Born (1964-08-07) 7 August 1964 (age 52)
Liverpool, United Kingdom
Occupation Writer, author
Nationality Australian
Website
www.cheeseburgergothic.com

John Birmingham (born 7 August 1964) is a British-born Australian author, known for the 1994 memoir He Died with a Felafel in His Hand, and his Axis of Time trilogy.

Birmingham was born in Liverpool, United Kingdom, but grew up in Ipswich, Queensland, Australia, having moved to the country with his parents in 1970. Birmingham received his higher education at Saint Edmund's College in Ipswich and at the University of Queensland in Brisbane. Birmingham's only stint of full-time employment was as a researcher at the Australian Department of Defence but he has worked for the television program A Current Affair.

While a law student, Birmingham was one of the last people arrested under the state's Anti Street March legislation. Birmingham was convicted of displaying a sheet of paper with the words 'Free Speech' written on it in very small type. The local newspaper carried a photograph of him being frogmarched off to a waiting police van.

Birmingham returned to Queensland to study law but he did not complete his legal studies, choosing instead to pursue a career as an author.
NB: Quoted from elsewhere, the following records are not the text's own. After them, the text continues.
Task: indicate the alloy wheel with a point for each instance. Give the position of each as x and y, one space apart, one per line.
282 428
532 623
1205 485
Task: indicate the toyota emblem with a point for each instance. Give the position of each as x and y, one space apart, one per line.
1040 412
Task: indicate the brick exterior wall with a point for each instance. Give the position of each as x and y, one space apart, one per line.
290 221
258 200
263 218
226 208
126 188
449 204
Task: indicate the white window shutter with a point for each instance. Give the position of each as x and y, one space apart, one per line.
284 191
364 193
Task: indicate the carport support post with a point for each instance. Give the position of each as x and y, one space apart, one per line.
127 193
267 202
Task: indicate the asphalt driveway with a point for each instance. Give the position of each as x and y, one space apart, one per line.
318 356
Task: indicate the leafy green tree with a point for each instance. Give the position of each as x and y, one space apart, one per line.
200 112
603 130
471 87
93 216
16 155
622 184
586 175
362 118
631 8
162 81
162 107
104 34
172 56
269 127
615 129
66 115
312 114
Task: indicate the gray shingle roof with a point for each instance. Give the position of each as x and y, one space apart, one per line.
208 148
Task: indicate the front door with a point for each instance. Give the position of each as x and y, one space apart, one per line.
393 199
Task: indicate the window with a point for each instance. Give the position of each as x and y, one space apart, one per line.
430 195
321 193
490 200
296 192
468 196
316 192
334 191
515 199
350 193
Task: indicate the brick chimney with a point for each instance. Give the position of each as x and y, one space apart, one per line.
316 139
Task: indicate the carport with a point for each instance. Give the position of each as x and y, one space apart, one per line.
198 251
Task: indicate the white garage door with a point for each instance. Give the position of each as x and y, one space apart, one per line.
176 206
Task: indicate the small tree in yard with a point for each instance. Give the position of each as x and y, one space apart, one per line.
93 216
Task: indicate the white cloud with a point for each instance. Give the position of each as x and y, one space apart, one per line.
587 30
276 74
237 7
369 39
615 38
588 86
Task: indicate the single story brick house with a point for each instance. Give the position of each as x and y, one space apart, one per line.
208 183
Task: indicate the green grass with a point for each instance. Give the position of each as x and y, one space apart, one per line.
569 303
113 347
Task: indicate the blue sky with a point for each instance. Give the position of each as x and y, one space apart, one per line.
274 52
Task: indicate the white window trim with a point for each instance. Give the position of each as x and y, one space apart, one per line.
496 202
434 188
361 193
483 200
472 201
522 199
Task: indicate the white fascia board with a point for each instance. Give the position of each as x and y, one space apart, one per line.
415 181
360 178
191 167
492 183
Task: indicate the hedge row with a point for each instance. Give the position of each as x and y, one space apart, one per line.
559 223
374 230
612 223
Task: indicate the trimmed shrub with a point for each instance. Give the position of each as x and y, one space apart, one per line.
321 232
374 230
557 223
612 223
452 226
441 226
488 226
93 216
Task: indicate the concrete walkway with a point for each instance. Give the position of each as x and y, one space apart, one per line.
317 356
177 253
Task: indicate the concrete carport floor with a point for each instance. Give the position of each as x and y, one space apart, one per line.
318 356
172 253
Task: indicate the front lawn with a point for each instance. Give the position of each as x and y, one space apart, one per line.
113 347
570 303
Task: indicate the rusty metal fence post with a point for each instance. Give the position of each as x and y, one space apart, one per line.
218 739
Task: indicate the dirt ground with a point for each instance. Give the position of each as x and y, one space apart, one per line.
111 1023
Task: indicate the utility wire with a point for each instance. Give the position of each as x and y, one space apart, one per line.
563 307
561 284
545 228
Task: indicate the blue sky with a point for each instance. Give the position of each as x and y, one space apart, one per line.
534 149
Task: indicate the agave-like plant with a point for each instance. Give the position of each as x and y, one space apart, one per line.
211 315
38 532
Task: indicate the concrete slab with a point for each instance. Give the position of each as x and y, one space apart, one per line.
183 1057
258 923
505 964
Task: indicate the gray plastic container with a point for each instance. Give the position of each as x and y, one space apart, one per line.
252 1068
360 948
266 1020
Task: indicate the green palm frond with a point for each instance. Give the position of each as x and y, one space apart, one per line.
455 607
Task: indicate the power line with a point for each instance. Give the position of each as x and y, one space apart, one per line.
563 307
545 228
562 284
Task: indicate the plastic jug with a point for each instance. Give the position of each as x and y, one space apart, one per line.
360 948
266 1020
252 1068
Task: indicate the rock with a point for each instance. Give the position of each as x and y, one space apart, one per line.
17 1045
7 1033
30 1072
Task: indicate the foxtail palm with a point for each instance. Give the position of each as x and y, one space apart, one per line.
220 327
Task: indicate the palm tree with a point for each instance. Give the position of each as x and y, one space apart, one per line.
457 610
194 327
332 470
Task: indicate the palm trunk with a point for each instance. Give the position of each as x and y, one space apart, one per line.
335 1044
Birmingham has a degree in international relations and currently lives in Brisbane.

Birmingham was first published in Semper Floreat, the student newspaper at the University of Queensland in Brisbane, writing a series of stories featuring a fictional character named Commander Harrison Biscuit. He won a young writers award for the Independent, which was edited by Brian Toohey and wrote a number of articles for Rolling Stone and Australian Penthouse magazines.

In 1994 Birmingham released his sharehouse living memoir He Died with a Felafel in His Hand, which has since been turned into a play, film and a graphic novel. The sequel is The Tasmanian Babes Fiasco (Duffy and Snellgrove, 1997), the theatrical version of which was written and produced by 36 unemployed actors. In 2011 it was the longest running stage play in Australian history. In 2014, three Brisbane filmmakers sought funds to make a film version via crowdfunding.